It’s hard to believe that this is my last column as a sports reporter for the Shelby County Reporter. I am so grateful for the incredible experience that I have had covering Shelby County athletics, but now it is time for me to follow the next opportunity.

In the eight months that I have worked at the paper, I have met so many amazing players and coaches. Being able to tell their stories and highlight their talent made my job worthwhile. With graduation right around the corner, I feel like the Class of 2023 and I have something in common, we are off on our next adventure.

Beginning the next chapter after graduating from high school is often daunting. There comes a fork in the road, and it can lead you down many different paths, however, being an athlete prepares you for life after high school, even if you aren’t continuing your athletic career at a collegiate level. Being an athlete growing up prepares you physically, emotionally and mentally.

It is no secret that you aren’t probably going to have the same workout routine as you did in high school. Life gets busy with college or your career, and you don’t have the opportunity to work out twice a day for two hours as you did in high school. However, you can find ways to rework the exercise routines that you learned while you were a student-athlete which will come in handy. This helps you avoid the infamous freshman 15 and continue to have a healthy lifestyle.

Like most high schoolers, I used to eat everything I could get my hands on after practice. I could inhale a whole pizza in a matter of seconds and be fine since my metabolism was so high and I spent hours burning calories at practice. The harsh truth is you should probably take the advice of the school athletic trainer and stick with a healthy diet regimen. Maybe not the kind that is super restrictive, but something that can help you continue to be healthy.

What an athlete gains from the mental strength that they build from playing sports throughout high school is something you don’t realize until long after you have thrown your cap in the air at graduation and hung up the robe. All the time athletes spend training, staying focused on their goals, and maintaining school work is all due to their mental strength. This is something that you can use later in life when you need to find balance, I didn’t realize this until recently.

Out of everything you learn from being an athlete, the most beneficial thing you learn is how to be emotionally strong. As cheesy as it may sound, life is like a game. Playing a sport sets a person up for things they will experience in life. You learn how to handle disappointment, you learn how to be humble and you learn how to work as a team. It prepares you to be a better person.

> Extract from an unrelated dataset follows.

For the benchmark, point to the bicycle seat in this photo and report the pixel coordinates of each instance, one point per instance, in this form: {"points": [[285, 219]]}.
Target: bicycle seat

Just because your career as an athlete might come to an end, doesn’t mean that your involvement in the sport ceases to exist. I have come to the age where I, my friends and the people I have gotten to know to make the transition from player to coach. After my years of competitive swimming, I became a coach. My friends who dedicated their lives to sports became football, basketball, soccer and softball coaches. Just because you aren’t a player anymore doesn’t mean that you have to disconnect from the sport completely. You have the ability to influence the next generation of athletes.

While everything must come to an end when the final buzzer goes off, the next venture is always right around the corner. Being an athlete taught me that. With all that I have written in the past several months, I want to leave you with this one last thought. Games and seasons always come to an end, but what you learn from being an athlete stays with you forever.

Thank you, Shelby County for welcoming me into the world of Shelby County athletics, I am forever grateful for all that I have learned.